Nothing in the Bill of Rights "about any right 'to be left alone'?" The Bill of Rights was never intended to be exhaustive. That's why the Ninth Amendment reads "The enumeration in the Constitution, of certain rights, shall not be construed to deny or disparage others retained by the people."

The very concept of "unalienable individual rights" is to protect the individual, in the social context, from human predation.

The "right to be left alone" in this context means the right to be free from coercive interference from others, whether by private individuals or individuals in their capacity as government officials. Freedom means the government can not become a tool of anyone or any group for imposing its values on others by legal force. Freedom means the government's purpose is to protect individuals from private criminals who would initiate force against you. Freedom means each individual is free to pursue his own values, but not to coercively impose his values on others by any method.

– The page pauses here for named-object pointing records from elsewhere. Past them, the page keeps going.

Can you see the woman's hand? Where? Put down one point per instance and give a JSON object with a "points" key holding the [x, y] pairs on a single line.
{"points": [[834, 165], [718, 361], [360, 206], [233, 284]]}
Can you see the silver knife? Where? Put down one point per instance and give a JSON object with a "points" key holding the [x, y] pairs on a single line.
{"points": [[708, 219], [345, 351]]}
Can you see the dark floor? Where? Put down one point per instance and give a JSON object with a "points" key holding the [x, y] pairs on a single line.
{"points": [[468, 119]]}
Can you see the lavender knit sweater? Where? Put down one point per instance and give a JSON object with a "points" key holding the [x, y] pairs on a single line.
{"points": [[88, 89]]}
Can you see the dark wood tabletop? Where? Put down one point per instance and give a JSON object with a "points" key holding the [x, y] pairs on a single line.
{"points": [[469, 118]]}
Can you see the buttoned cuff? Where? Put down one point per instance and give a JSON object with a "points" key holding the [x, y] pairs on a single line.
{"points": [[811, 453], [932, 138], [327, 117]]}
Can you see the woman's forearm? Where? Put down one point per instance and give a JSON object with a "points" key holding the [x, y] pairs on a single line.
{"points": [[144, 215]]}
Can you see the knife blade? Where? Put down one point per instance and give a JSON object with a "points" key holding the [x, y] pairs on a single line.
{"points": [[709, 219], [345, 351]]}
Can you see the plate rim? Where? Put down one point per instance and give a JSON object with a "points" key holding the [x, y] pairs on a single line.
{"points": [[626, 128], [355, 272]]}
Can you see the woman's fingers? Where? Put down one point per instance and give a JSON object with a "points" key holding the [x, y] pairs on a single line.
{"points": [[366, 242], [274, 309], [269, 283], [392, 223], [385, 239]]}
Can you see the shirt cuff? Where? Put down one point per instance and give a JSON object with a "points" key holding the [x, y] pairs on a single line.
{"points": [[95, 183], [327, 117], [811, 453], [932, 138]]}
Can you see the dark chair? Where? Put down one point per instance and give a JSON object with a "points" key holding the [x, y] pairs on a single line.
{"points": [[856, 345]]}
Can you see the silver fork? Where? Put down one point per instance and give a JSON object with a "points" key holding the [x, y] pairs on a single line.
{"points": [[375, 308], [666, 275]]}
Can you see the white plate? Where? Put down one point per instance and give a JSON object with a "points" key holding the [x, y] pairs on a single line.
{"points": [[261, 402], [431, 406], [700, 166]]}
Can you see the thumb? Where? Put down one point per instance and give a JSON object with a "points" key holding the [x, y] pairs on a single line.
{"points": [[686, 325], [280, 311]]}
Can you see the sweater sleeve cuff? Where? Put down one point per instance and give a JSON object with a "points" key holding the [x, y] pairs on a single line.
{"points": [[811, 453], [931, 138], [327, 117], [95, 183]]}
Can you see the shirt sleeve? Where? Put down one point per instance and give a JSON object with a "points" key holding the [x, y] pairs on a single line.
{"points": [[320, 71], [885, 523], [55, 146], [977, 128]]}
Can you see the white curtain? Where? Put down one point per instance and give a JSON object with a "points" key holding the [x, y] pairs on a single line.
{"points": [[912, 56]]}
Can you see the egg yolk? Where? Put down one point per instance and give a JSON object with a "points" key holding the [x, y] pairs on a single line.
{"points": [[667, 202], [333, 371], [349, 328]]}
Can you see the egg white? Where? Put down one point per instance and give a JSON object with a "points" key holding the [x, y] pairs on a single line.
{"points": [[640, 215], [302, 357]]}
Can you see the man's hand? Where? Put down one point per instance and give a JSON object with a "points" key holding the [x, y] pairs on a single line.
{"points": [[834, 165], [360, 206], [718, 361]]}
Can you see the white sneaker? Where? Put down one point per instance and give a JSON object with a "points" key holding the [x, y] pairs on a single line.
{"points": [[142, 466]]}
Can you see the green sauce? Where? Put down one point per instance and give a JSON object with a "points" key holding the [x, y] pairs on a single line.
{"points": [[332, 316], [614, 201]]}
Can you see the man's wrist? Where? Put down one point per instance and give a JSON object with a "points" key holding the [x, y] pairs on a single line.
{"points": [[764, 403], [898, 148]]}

Freedom OF necessarily means freedom FROM. No other concept of freedom makes sense.

ObamaCare and the General Welfare Clause


NJ1776 followed up with a reference to the General Welfare Clause, implying that ObamaCare is justified under that clause:

My answer:

Viewed objectively, "general welfare" does not mean the welfare of some at the expense of the violation of the rights of others. ObamaCare forces some people to subsidize others. There's nothing "general" about that. What would "promote the general welfare?" A free market in healthcare, under which each person's right to pursue healthcare by his own effort and in voluntary contract and trade with others is recognized and protected. The general welfare clause does not promote collectivism.

The Founding of this country contains some contradictions. But, clearly, the fundamental purpose of the Founders and the Constitution, as laid out in the Constitution's philosophic blueprint—the Declaration of Independence—is to create a society based on equality of individual rights and limited, rights-protecting government. Promoting the general welfare clearly means to promote the Declaration's promise that "all men are created equal"; meaning, politically, equal protection of liberty and rights under the law. Protecting the rights of all equally and at all times is objectively the only meaning of "to lay and collect taxes . . . to provide . . . for the general welfare." On this, if the Declaration is the philosophic reference (as I believe it is), Madison was right and Hamilton was wrong.